Ending the workflow

Finally the overall workflow #main also ends:

activity(id:67f38794-d24a-435f-bd4a-0242a56a581b, 2018-04-16T18:27:09.428165, -, [prov:type='wfprov:WorkflowRun', prov:label="Run of workflow/packed.cwl#main"])
agent(id:7c9d9e88-666b-4977-85f4-c02da08a942d, [prov:type='prov:SoftwareAgent', prov:type='wfprov:WorkflowEngine', prov:label="cwltool 1.0.20180416145054"])
wasEndedBy(id:67f38794-d24a-435f-bd4a-0242a56a581b, -, id:7c9d9e88-666b-4977-85f4-c02da08a942d, 2018-04-16T18:27:09.445785)

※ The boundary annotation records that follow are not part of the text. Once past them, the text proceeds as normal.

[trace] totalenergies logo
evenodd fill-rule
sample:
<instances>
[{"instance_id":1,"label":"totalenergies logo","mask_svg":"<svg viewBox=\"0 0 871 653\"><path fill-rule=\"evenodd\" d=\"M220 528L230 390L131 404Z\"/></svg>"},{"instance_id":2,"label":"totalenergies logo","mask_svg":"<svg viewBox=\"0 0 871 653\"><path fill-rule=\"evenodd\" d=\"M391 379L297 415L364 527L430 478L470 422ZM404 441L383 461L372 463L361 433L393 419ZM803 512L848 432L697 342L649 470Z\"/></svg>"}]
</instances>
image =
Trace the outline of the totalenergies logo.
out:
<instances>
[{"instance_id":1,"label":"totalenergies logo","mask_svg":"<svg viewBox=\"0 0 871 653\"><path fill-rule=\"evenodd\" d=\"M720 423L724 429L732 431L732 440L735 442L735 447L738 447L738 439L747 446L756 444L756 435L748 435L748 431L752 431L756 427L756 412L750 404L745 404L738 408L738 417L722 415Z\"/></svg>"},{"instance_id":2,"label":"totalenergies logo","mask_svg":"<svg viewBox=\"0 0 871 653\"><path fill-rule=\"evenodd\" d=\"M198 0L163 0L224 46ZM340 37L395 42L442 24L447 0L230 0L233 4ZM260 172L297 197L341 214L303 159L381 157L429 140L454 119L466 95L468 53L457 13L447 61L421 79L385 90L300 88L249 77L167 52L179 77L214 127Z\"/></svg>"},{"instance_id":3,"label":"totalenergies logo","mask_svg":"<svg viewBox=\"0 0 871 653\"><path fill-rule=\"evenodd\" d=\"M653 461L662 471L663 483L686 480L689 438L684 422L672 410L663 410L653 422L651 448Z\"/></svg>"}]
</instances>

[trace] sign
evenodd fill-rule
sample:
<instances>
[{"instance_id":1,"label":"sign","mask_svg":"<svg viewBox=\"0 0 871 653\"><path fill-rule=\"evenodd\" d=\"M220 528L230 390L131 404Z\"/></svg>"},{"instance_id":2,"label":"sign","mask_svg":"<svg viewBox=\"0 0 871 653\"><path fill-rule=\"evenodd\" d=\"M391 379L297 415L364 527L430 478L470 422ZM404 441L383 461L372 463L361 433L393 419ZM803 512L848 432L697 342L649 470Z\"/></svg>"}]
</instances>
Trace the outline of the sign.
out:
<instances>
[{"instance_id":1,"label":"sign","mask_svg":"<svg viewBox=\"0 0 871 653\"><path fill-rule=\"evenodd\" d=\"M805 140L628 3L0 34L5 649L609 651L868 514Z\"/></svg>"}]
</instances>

Note that the end of the outer cwltool activity is not recorded, as cwltool is still running at the point of writing out this provenance.

Currently the provenance trace do not distinguish executions within nested workflows; it is planned that these will be tracked in separate files under metadata/provenance/.